Designing Original Amigurumi Part One
Welcome to the first article in a series on how to design an original amigurumi doll. Each article will walk you through the process I use, from thinking of a design up to photographing the finished doll. In Part One I will cover the considerations you should have in the design process, such as audience and materials. I will also be showing you how I sketch out and design the doll before I begin to crochet. Part Two will discuss the importance of making a prototype, and how to keep notes as you go. In Part Three, I'll be covering the actual construction of the doll and how to use your notes to keep the design consistent.
The very first step is deciding what you want to make! This may seem obvious, but when planning an amigurumi doll, the quality of the final piece will benefit hugely from the right amount of preparation you put in before even picking up a hook. Ask yourself what has inspired you to make a doll. Is it intended as a gift? Or perhaps you want to create a doll with a written pattern that you can sell. Maybe you’re thinking of making a set of matching dolls, and you need to think of a theme that will carry across all the designs. Who you doll is intended for will dictate your design.
Gift for a Child
- Small parts and large, loose flaps of crochet can be dangerous - use safety, embroidered or crocheted eyes only. Loose flaps may be features like big floppy ears or wings.

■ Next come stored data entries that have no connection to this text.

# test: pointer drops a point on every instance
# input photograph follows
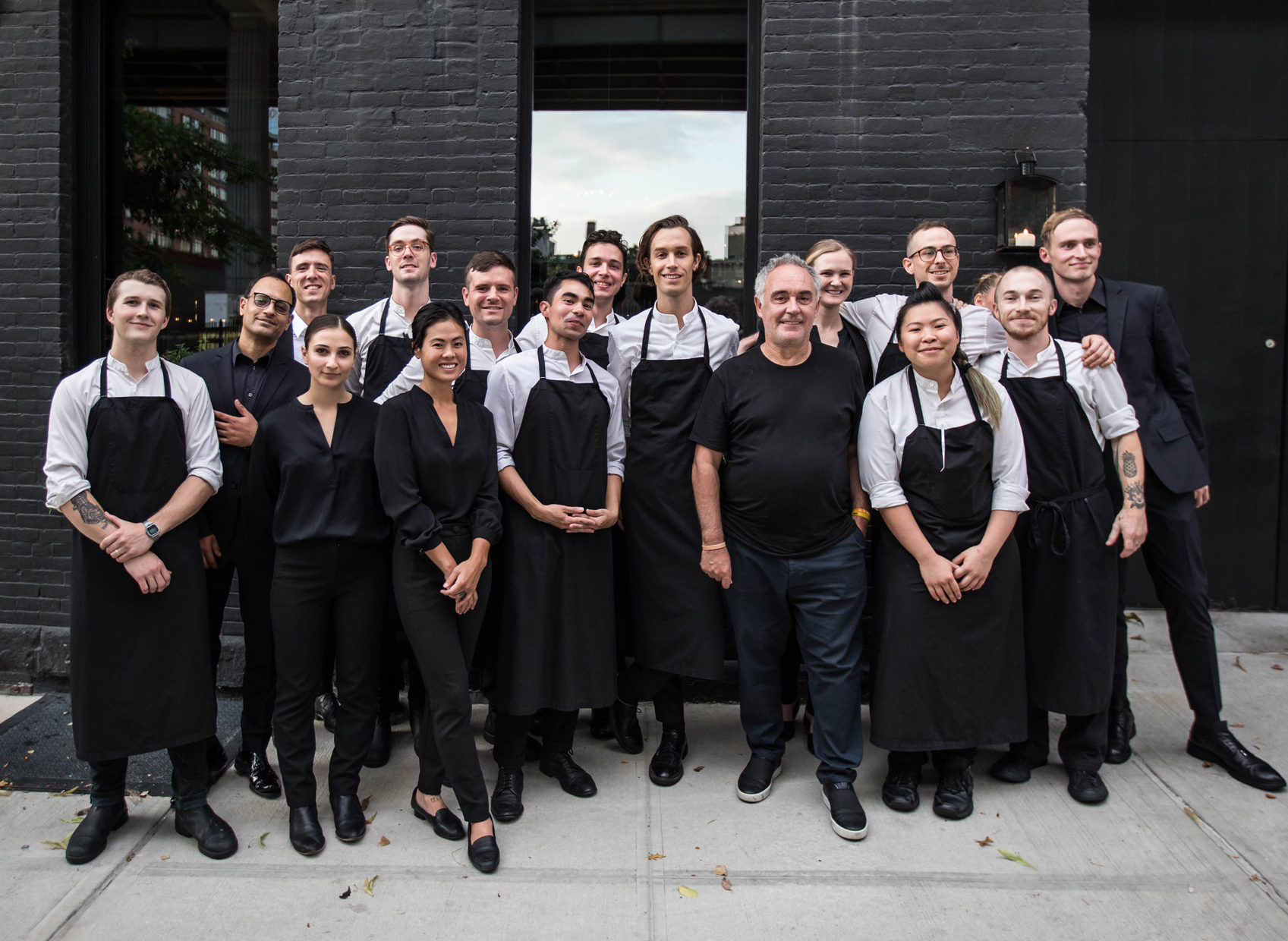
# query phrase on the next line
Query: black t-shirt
(785, 432)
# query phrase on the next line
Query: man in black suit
(1156, 368)
(247, 379)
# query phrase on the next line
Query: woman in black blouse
(437, 460)
(313, 479)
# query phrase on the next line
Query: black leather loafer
(445, 823)
(667, 765)
(216, 839)
(307, 836)
(508, 796)
(572, 776)
(90, 836)
(1219, 746)
(351, 826)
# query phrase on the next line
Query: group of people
(575, 514)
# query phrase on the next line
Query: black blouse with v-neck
(427, 483)
(308, 489)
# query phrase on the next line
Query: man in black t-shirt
(783, 530)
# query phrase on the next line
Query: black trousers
(443, 645)
(1082, 743)
(512, 735)
(339, 589)
(259, 680)
(1173, 555)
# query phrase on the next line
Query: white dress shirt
(534, 332)
(1101, 392)
(68, 455)
(667, 341)
(889, 417)
(508, 397)
(875, 317)
(480, 358)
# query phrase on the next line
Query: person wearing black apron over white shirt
(1066, 540)
(942, 456)
(559, 455)
(663, 360)
(131, 456)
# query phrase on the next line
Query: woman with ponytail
(942, 458)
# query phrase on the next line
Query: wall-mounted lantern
(1023, 203)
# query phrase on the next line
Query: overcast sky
(625, 169)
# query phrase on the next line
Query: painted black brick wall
(877, 114)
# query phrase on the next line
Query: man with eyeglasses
(247, 379)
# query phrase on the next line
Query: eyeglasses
(927, 254)
(263, 301)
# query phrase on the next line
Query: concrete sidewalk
(1179, 851)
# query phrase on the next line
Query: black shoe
(667, 765)
(351, 826)
(626, 726)
(1122, 730)
(1014, 767)
(323, 711)
(955, 795)
(602, 724)
(307, 836)
(508, 796)
(572, 776)
(263, 778)
(90, 836)
(846, 814)
(1086, 787)
(216, 839)
(757, 779)
(484, 854)
(445, 823)
(1219, 746)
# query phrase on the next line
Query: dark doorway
(1188, 175)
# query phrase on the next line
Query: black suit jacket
(1156, 368)
(285, 380)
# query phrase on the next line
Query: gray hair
(782, 262)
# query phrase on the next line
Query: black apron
(386, 360)
(949, 676)
(140, 674)
(1071, 577)
(676, 610)
(556, 649)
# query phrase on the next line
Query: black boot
(90, 836)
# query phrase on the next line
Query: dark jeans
(1173, 555)
(512, 735)
(339, 589)
(188, 779)
(443, 644)
(820, 597)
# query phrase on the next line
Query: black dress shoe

- Try to use materials that are washable i.e acrylic yarn and polyester stuffing.
- Expect the doll to be handled a lot, so plan how you are going to assemble it with this is mind.
Designing a Set
- Be consistent with your choice of yarn across the set. If you have difficulty finding the yarn you want in the quantities you need, consider using a different type or brand that’s widely available.
In this set of articles, I’m going to be documenting how I design and make a doll that is part of a set. I want to sell the pattern, so I need to make sure I design something that’s easy to understand and can be written using standard crochet terminology. If you are designing a doll that you want to give as a gift or sell, you might not be too fussed about keeping detailed notes of the pattern, but it’s still a good idea to write them out clearly, even when you’re doing your sketches. Some sets are based on a single design – decide if you want to design a doll that has different features on each model, or if you want a set that follows a theme but is full of different models. Imagine you want to do a set with a circus theme. It might include animals such as a giraffe, lion, hippo or monkey. You might choose to make props like the big top. All of these require radically different shapes, whereas doing a set based on the circus could include a troupe of humans that follow the same base model, such as the ring leader, a strongman and an acrobat. You might need to make some changes to the limb sizes and designs, but the overall structure remains the same.